But what did China have to loose? They know Walker is so desperate to have a deal that their bargaining position is tremendously strong.  Japan and Korea seem to have little other than a diplomatic courtesy interest.  But saavy traders that they are, we can expect them to continue increasing their bargaining chits with others by having “memorandum agreements” with Governor Bill Walker.

Just imagine temporarily elected and appointed Alaska politicians and bureaucrats bargaining with China.   And then seeing the Governor put his former AG on the Permanent Fund board (Note: Norway forbids investment of its permanent fund in-country for good reason.)  Then noting that the Governor stacks the Alaska Gasline Development Corporation board with his dutiful appointees, making the “independent public corporation” entirely dependent on the Governor’s disposition.  Bondholders beware the claim of independence.

The whole thing smells a little foul, beginning with the various corruptions and motives politicians and bureaucrats would inevitably encounter when given use of BILLIONS of dollars of other people’s money.

Private corporations have supervisors, managers, officers, board members, lawyers, accountants and stockholders — with jobs on the line — overseeing big capital investments.  The future of the corporation is at stake and everyone involved in a private project is expected to protect and grow the investment.

We can only hope that the state legislature can capture unused AGDC funds soon, terminate this misbegotten, government-run project and put the assets up for bid to the private sector before this governor can get the 49th state and its citizens committed to a path with no means of escape.

Alaska should get the heck out of the multi-billion dollar pipeline risk business before more damage is done to its own economy and the country’s reputation.

One last thing: we continue to remind fellow citizens that the 1953 Armistice signed by North Korean, Chinese and United Nations representatives was not a truce.  It did not produce peace.  The Korean Armistice still finds America — as leader of United Nations forces on that peninsula and its South Korean ally — at war with both North Korea and China.

Selling fish to China is one thing.  Developing a massive, LNG entangling alliance with that country threatens Alaska’s economic future.  It also involves a relatively obscure group of Alaska politicians in international diplomacy of which they know little and have no stake.  Finally, as one of the most — if not the most — uneconomic LNG projects in the world, the only reason a big, powerful country like China would want to toy with Alaska LNG is not because the project is financially attractive to China.

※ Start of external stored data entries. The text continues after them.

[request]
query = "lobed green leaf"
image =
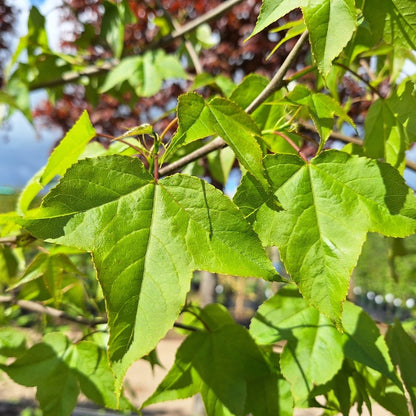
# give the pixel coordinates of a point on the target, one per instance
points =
(329, 205)
(146, 239)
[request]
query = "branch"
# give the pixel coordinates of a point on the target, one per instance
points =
(276, 82)
(348, 139)
(37, 307)
(357, 75)
(176, 34)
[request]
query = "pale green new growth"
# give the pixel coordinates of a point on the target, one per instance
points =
(329, 205)
(63, 156)
(146, 239)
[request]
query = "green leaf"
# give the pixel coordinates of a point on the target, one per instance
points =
(313, 353)
(267, 115)
(12, 342)
(9, 264)
(220, 116)
(95, 377)
(63, 156)
(403, 352)
(45, 366)
(225, 366)
(58, 369)
(331, 24)
(54, 271)
(220, 164)
(364, 343)
(145, 73)
(329, 206)
(140, 231)
(394, 20)
(273, 10)
(390, 127)
(315, 350)
(321, 108)
(115, 17)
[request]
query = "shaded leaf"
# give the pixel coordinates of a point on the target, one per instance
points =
(331, 24)
(390, 127)
(403, 353)
(199, 118)
(273, 10)
(63, 156)
(313, 353)
(225, 366)
(329, 206)
(60, 369)
(151, 237)
(321, 108)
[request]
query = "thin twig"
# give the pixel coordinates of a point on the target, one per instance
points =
(292, 143)
(37, 307)
(186, 327)
(193, 24)
(218, 143)
(357, 75)
(278, 79)
(9, 241)
(348, 139)
(169, 126)
(188, 44)
(108, 66)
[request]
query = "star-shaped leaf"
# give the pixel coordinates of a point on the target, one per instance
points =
(329, 205)
(146, 240)
(226, 366)
(331, 24)
(315, 350)
(60, 370)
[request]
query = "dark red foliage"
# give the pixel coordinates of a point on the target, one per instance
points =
(232, 57)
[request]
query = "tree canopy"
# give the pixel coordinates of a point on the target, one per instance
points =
(160, 100)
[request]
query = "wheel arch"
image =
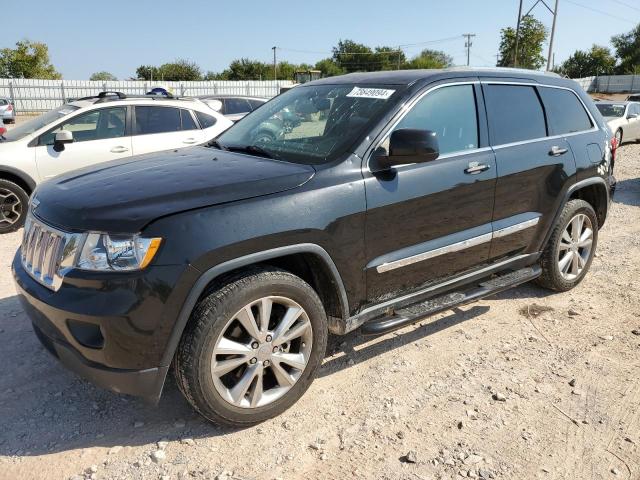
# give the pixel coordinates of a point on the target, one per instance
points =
(18, 177)
(309, 261)
(596, 194)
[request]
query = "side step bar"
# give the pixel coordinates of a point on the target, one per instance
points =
(419, 311)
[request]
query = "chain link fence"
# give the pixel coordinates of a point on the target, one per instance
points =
(611, 84)
(30, 96)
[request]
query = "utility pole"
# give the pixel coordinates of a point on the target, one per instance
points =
(275, 64)
(468, 44)
(515, 54)
(553, 31)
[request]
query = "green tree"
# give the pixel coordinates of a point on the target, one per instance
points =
(627, 47)
(430, 59)
(328, 67)
(533, 34)
(178, 70)
(27, 60)
(104, 76)
(596, 61)
(147, 72)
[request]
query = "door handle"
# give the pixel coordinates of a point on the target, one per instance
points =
(557, 151)
(475, 167)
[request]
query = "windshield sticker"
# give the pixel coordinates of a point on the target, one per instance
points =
(380, 93)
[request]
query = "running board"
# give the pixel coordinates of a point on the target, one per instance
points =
(416, 312)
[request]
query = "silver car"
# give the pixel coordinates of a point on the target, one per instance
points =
(7, 112)
(623, 119)
(234, 107)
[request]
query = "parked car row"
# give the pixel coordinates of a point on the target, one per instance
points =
(83, 133)
(366, 201)
(7, 112)
(623, 119)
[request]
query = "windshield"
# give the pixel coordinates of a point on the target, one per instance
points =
(37, 123)
(311, 125)
(611, 110)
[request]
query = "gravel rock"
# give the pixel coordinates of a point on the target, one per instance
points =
(115, 449)
(498, 397)
(158, 456)
(410, 457)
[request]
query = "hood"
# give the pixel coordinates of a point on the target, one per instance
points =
(125, 195)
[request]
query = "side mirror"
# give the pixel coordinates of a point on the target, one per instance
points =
(62, 137)
(407, 145)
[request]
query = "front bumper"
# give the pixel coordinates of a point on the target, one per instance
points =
(132, 315)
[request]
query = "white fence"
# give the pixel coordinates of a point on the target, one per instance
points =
(611, 83)
(32, 95)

If sophisticated Chinese energy marketers know how infeasible Alaska’s gas project is and are pursuing it anyway, without committing, does it occur to anyone that its goal may not involve consummation of an LNG project relationship at all?

We have some misgivings but no major problems in supporting trade between America’s private sector and China’s communist bureaucracy.  But we would warn public officials about risking public money and Alaska’s economic future on what is now, 1) an economically unproven LNG project, and 2) a multi-tens of billions of dollars project involving parties who’ve been on the brink of war for 65 years.